For the last few years, the global textile industry has faced many challenges – dip in consumer demand, labour migration back to their homes, major supply-chain disruptions, high operating costs due to energy crises, lockdowns and the never-ending Russo-Ukrainian conflict. And of course green legislations that upset the manufacturing process. The recently published Global Textile Analysis 2023, Grand View Research values the global textile market size at $1,695.13 billion in 2022 that is anticipated to grow at a CAGR of 7.6 per cent in terms of revenue from 2023 to 2030.
Apparel demand to drive industry
Ever-increasing demand for apparels from the fashion industry, coupled with the meteoric growth of e-commerce platforms, is expected to drive market growth over the forecast period. The textile industry works on three major principles: design, production, and distribution of different flexible materials such as yarn and clothing. A wide array of processes such as knitting, crocheting, weaving, and others are largely used to manufacture a wide range of finished and semi-finished goods in bedding, clothing, apparel, medical, and other accessories.
The key players in this are: China, the EU, the US and India. China has retained its enviable position as the world’s number one producer and exporter of not only raw textile but also readymade garments. The US plays a key role as one of the world’s largest producer and importer of raw cotton and leading importer of raw textiles and readymade garments.
The textile industry in European Union comprises Germany, Spain, France, Italy, and Portugal at the forefront with a value of more than 1/5th of the global textile industry. It is currently valued at over $160 billion. India is the third-largest textile manufacturing industry and holds an export value of more than $30 billion. India is responsible for more than 6 per cent of the total textile production, globally, and it is valued at approximately $150 billion.
There are many developing countries ready to crack or climb this list in the near future as their investment into the textile or garment industry increases. Countries such as Pakistan, Sri Lanka, Samoa, and a number of South American countries have seen considerable growth in their textile markets in recent years. India for example attracted $1522 million in FDIs in this sector alone. In another report by Morder Intelligence Research, two key trends are gaining popularity and these are: natural and non-woven fibers.
Natural fibers tick all the boxes
These are fibers that are more environmentally friendly and ethical than synthetic fabrics. Common examples of plant-based natural fibers include: cotton, silk, linen, hemp, rayon (modal), and lyocell. Animal-based natural fibers for clothes include wool (cashmere), alpaca fleece, camel hair, and spider silk. They are low-cost, lightweight, are renewable, biodegradable with high specific properties that make them versatile.

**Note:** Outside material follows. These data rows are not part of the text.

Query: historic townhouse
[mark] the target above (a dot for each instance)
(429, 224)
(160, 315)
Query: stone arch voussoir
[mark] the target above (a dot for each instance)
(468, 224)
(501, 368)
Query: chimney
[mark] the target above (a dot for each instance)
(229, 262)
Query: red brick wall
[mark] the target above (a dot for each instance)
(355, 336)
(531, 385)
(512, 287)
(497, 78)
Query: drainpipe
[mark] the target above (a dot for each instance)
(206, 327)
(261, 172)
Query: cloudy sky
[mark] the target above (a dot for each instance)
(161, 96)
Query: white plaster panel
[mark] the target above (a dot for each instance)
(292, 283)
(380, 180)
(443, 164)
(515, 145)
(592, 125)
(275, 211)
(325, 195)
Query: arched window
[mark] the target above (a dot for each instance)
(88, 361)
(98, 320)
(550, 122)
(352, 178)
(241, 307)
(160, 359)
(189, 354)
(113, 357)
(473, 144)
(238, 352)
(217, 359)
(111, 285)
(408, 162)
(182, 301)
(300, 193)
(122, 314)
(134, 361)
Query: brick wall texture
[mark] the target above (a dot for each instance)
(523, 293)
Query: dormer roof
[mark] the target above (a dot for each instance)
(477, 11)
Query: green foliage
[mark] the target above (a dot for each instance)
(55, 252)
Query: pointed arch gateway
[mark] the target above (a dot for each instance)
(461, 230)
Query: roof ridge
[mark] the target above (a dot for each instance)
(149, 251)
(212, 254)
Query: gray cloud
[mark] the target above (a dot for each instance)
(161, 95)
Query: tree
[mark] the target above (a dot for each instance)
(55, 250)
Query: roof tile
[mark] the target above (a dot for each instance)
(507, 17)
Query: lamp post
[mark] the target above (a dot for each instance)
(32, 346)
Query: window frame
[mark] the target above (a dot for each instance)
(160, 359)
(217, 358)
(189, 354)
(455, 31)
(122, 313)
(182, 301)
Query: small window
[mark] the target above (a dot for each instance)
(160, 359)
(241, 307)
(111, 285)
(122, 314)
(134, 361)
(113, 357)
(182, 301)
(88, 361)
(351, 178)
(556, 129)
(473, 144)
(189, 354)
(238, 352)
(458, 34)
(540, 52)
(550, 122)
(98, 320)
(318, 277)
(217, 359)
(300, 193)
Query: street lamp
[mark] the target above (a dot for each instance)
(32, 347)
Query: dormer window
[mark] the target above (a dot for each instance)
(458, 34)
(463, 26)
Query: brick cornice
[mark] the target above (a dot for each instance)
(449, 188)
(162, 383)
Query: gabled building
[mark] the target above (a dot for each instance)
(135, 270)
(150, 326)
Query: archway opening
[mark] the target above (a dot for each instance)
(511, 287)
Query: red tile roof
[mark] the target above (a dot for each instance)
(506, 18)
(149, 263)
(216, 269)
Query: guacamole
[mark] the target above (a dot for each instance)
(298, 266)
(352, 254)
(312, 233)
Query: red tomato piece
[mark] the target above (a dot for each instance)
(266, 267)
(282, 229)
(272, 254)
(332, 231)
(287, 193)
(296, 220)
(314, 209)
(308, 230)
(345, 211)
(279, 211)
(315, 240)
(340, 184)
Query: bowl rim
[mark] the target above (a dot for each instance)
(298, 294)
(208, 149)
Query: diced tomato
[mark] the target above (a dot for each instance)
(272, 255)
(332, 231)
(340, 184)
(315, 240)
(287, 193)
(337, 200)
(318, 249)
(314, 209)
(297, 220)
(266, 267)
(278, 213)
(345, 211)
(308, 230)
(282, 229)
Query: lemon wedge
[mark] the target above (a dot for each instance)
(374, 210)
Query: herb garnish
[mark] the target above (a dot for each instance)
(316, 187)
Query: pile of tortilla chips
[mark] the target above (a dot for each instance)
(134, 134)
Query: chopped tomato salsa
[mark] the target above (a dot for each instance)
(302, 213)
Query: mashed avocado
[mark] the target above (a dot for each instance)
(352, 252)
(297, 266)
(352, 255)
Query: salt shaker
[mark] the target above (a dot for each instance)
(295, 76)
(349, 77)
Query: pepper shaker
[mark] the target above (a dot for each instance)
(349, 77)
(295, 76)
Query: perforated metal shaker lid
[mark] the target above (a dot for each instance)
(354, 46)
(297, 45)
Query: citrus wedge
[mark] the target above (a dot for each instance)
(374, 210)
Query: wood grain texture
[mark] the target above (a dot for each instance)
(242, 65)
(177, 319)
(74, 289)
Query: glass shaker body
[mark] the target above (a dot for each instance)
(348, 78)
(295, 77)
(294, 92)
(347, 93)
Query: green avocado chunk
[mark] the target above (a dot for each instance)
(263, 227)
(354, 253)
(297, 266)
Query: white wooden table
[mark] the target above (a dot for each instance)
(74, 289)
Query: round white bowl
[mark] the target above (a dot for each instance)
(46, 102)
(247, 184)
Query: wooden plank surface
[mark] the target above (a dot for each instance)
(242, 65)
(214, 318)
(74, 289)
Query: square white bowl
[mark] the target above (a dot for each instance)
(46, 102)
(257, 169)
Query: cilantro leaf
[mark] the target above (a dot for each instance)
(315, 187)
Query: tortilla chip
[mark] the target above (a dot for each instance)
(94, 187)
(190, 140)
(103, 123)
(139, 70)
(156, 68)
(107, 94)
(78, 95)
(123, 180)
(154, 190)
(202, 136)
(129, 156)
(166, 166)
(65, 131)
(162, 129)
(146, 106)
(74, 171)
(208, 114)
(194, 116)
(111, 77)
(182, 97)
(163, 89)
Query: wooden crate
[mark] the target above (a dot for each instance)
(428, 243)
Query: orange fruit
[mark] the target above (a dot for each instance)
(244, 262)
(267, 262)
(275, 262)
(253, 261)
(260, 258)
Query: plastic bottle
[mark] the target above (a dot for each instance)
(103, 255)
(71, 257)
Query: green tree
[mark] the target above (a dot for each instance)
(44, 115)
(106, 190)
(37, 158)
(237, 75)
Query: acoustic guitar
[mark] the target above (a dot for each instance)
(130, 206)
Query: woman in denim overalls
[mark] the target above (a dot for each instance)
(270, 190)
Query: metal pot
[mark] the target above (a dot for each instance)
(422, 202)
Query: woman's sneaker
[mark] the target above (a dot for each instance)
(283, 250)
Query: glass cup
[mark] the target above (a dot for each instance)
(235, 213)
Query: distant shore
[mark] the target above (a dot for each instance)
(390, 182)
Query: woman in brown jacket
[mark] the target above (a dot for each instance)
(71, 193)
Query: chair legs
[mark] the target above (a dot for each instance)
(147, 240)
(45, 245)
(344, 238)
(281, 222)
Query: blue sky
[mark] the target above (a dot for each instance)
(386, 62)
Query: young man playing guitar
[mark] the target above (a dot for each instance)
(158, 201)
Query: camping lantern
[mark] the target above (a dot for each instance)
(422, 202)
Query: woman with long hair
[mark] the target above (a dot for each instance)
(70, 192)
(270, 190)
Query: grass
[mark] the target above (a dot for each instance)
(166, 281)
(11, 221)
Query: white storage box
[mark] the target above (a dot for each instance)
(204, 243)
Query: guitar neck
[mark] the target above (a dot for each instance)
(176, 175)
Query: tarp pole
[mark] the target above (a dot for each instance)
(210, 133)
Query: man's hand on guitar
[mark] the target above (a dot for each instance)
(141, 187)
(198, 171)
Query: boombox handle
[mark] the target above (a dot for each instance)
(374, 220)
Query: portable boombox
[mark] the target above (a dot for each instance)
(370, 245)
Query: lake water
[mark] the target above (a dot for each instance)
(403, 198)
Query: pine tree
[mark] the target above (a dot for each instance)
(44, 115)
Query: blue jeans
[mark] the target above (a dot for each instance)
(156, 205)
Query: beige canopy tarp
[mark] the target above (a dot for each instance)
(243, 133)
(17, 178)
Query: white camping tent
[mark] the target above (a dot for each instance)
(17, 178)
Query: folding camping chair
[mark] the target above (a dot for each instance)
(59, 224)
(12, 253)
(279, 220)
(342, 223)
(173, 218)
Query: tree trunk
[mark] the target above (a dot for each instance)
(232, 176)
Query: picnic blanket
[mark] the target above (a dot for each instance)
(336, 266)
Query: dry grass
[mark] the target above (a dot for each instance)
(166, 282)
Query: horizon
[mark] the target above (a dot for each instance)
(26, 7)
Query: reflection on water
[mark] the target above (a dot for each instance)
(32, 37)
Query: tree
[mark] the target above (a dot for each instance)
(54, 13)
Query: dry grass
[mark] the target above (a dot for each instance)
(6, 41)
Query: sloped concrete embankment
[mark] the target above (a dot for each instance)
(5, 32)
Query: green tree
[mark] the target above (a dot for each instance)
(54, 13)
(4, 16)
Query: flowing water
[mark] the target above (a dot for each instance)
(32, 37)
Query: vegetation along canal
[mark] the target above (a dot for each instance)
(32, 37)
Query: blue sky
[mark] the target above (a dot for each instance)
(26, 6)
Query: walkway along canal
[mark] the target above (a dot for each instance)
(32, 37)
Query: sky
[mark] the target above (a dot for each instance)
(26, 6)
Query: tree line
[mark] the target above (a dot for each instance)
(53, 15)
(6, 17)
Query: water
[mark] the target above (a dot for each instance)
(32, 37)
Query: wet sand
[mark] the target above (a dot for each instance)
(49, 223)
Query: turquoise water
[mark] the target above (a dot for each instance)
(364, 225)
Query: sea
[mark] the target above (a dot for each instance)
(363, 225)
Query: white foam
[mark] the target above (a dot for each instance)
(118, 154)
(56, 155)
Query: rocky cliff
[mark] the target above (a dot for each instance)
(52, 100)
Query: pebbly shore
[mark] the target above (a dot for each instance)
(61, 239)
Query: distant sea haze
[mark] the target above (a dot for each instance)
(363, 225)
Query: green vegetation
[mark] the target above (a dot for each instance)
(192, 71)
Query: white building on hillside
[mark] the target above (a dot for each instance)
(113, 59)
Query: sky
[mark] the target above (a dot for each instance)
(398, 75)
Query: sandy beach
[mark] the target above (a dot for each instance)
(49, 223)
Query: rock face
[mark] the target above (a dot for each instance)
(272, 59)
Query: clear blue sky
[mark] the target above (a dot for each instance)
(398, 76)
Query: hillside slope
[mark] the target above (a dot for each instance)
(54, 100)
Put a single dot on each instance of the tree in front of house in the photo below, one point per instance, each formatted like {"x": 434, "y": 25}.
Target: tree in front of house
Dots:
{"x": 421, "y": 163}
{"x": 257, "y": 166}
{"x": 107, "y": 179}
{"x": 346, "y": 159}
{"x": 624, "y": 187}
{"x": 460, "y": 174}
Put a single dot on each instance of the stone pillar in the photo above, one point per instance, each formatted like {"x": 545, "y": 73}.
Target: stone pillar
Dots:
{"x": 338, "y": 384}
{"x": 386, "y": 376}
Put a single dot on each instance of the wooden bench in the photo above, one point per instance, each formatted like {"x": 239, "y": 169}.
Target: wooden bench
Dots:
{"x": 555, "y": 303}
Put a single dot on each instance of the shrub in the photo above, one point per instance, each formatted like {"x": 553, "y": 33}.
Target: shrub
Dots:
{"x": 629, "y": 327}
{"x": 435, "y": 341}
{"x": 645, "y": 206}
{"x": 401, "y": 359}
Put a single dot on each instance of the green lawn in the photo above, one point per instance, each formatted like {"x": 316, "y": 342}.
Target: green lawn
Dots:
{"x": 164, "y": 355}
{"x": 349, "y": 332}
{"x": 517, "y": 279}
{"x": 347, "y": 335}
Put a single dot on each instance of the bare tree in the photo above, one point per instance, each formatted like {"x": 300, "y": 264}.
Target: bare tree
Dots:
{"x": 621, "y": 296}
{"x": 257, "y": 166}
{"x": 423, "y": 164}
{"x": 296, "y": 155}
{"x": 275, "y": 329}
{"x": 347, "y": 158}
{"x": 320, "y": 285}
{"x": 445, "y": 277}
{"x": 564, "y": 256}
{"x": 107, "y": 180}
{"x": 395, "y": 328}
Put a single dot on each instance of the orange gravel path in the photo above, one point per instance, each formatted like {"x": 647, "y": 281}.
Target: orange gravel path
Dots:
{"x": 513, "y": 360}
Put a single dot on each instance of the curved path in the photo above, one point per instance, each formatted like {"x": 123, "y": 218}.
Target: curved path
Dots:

There is a lot of research and development going on to source from non-traditional natural elements and turn them into comfortable, long-lasting and low environmental impact. Hemp is a popular choice as are fibers extracted from nettle-weed, lotus fibers, banana fibers, coffee ground fibers and the amazing Pintatex a leather like fiber extracted from the skin and leaves of the pineapple plant. World production of natural fibers is estimated at 33.7 million tons in 2022, compared with a preliminary 33.3 million tons in 2021 and 31.6 million in 2020
Non-woven textiles are exceedingly in demand
The many advantages of non-woven textiles include resiliency, enhanced absorbency, improved washability and bacterial protection. Non-woven fabrics can also be tailored to enhance certain features such as liquid repellency, impact resistance, flame retardancy, electrical insulation, and thermal insulation. Their usage is versatile and non-wovens are high in demand in the healthcare sector, industrial safety sector amongst others. The global nonwoven fabrics market size is projected to grow from $ 40.5 billion in 2020 to $ 53.5 billion by 2025.